Intel’s Movidius Neural Compute Stick is a low power deep learning inference kit and “self-contained” artificial intelligence (A.I.) accelerator that connects to the USB port of computers or development boards like Raspberry Pi 3, delivering three times more performance than a solution accelerated with VideoCore IV GPU.
So far it was the only A.I USB stick solution that I heard of, but Gyrfalcon Technology , a US startup funded at the beginning of last year, has developed its own “artificial intelligence processor” with Lightspeeur 2801S, as well as a neural USB compute stick featuring the solution: Laceli AI Compute Stick.

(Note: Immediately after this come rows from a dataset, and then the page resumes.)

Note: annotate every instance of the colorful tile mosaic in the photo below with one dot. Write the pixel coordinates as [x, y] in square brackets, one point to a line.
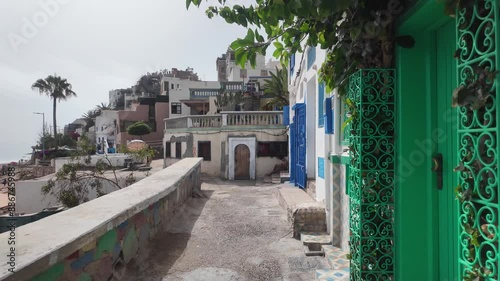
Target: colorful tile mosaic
[106, 257]
[332, 275]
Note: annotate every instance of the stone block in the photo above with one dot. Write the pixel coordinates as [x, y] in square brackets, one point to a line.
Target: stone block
[90, 246]
[106, 243]
[130, 245]
[53, 273]
[84, 276]
[140, 219]
[100, 269]
[83, 261]
[144, 235]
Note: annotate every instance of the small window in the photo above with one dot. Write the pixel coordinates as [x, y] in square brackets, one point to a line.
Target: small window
[344, 117]
[168, 153]
[176, 108]
[243, 73]
[321, 104]
[178, 150]
[204, 150]
[272, 149]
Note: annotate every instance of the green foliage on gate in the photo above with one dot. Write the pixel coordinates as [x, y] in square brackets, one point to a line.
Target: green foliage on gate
[371, 138]
[478, 190]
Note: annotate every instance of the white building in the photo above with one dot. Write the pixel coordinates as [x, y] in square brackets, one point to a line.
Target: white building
[234, 145]
[317, 148]
[106, 129]
[228, 70]
[179, 90]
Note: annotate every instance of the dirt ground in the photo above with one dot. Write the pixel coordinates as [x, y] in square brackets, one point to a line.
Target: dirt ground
[238, 232]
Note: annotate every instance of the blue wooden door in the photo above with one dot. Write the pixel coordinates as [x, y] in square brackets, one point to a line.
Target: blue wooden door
[301, 176]
[293, 150]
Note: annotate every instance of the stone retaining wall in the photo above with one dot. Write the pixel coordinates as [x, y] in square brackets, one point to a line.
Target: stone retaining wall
[96, 240]
[302, 211]
[308, 219]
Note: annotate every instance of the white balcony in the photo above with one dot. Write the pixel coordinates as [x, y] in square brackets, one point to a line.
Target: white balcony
[227, 120]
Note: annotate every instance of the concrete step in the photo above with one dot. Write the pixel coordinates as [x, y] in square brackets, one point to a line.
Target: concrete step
[315, 238]
[284, 176]
[333, 275]
[337, 259]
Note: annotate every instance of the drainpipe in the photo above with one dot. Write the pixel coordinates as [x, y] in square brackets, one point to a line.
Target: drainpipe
[337, 147]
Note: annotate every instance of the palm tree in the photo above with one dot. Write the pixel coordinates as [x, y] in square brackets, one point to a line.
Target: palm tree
[150, 83]
[276, 88]
[89, 117]
[103, 106]
[57, 89]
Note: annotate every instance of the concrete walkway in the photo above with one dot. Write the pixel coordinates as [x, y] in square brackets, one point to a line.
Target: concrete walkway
[237, 233]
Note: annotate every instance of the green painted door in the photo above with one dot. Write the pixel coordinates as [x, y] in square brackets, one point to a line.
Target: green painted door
[445, 134]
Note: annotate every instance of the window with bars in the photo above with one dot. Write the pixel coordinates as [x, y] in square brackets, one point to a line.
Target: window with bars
[205, 150]
[178, 150]
[168, 152]
[321, 104]
[176, 108]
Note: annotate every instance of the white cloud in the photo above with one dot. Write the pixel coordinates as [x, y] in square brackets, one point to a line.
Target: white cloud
[98, 46]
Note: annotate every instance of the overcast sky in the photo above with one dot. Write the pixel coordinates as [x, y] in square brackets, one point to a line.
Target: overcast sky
[98, 45]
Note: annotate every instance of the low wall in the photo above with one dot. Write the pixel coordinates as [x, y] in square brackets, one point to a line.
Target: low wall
[117, 160]
[96, 240]
[302, 211]
[30, 199]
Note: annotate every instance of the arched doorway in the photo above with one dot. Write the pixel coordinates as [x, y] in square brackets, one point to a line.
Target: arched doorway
[242, 162]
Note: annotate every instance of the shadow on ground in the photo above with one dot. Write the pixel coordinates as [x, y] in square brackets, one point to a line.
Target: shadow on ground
[169, 244]
[237, 233]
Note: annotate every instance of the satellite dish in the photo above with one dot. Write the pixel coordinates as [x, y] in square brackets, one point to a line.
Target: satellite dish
[136, 145]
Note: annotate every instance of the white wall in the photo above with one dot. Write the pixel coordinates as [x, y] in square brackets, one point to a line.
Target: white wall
[105, 126]
[117, 160]
[29, 197]
[181, 91]
[304, 89]
[263, 165]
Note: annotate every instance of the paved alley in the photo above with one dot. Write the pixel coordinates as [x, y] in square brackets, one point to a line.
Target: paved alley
[236, 232]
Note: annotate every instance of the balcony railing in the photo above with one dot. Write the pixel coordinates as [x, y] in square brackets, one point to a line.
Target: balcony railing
[232, 86]
[228, 119]
[204, 93]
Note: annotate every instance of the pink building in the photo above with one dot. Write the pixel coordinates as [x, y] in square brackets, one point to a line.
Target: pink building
[150, 110]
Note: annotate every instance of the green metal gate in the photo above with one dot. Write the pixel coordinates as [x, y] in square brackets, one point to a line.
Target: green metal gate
[371, 101]
[478, 190]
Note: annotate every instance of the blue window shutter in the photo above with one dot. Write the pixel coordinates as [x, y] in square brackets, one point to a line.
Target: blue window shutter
[329, 116]
[321, 105]
[292, 64]
[311, 57]
[286, 115]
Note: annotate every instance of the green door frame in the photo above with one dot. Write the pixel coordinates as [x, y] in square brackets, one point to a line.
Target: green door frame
[416, 196]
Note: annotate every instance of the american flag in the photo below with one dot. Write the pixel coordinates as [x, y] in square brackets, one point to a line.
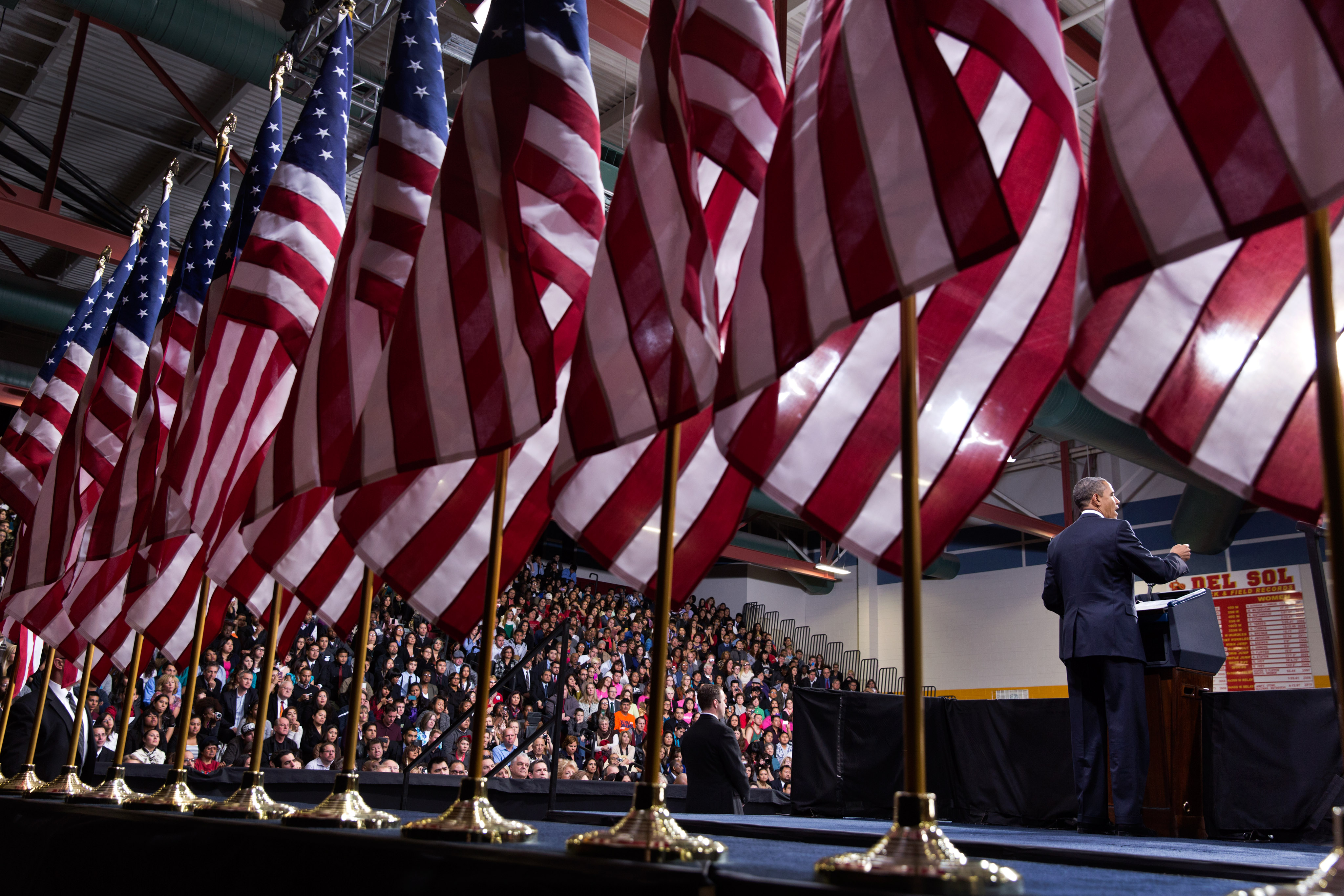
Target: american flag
[514, 226]
[1213, 127]
[881, 184]
[612, 506]
[29, 647]
[169, 549]
[648, 354]
[101, 420]
[824, 441]
[120, 519]
[427, 531]
[49, 367]
[612, 503]
[268, 314]
[291, 529]
[25, 467]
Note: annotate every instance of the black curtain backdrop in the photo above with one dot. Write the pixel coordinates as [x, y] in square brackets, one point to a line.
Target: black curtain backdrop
[1272, 762]
[849, 753]
[1011, 761]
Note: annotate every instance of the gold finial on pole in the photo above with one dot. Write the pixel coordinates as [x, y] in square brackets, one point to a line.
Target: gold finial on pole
[345, 808]
[284, 65]
[175, 796]
[916, 856]
[471, 819]
[27, 778]
[650, 832]
[252, 800]
[10, 694]
[140, 223]
[115, 790]
[229, 127]
[169, 177]
[68, 782]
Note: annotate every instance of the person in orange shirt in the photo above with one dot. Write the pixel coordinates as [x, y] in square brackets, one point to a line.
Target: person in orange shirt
[625, 717]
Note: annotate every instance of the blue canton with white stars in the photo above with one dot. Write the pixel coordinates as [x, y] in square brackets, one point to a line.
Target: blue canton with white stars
[416, 70]
[197, 265]
[77, 320]
[144, 293]
[271, 143]
[566, 21]
[318, 143]
[91, 331]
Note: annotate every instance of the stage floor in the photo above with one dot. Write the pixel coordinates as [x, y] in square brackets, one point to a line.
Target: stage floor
[765, 856]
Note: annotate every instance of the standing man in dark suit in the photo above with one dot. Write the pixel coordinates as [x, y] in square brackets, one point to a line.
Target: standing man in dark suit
[58, 724]
[716, 780]
[1089, 584]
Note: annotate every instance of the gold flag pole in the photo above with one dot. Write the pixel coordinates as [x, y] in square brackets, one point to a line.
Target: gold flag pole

The company claims Laceli AI Compute Stick runs at 2.8 TOPS (Trillion operation per second) performance within 0.3 Watt of power, which is 90 times more efficient than the Movidius USB Stick that can deliver 100 GFLOPS (0.1 TOPS) within 1 Watt of power.
Information about the processor and stick is rather limited, but Gyrfalcon explains their APiM architecture (AI Processing in Memory) uses memory as the AI processing unit, which eliminates the large data movement resulting in high power consumption. The processor comes with 28,000 parallel computing cores and does not require external memory. The stick is also equipped with 4GB storage, a USB 3.0 port, and works with Caffe and TensorFlow.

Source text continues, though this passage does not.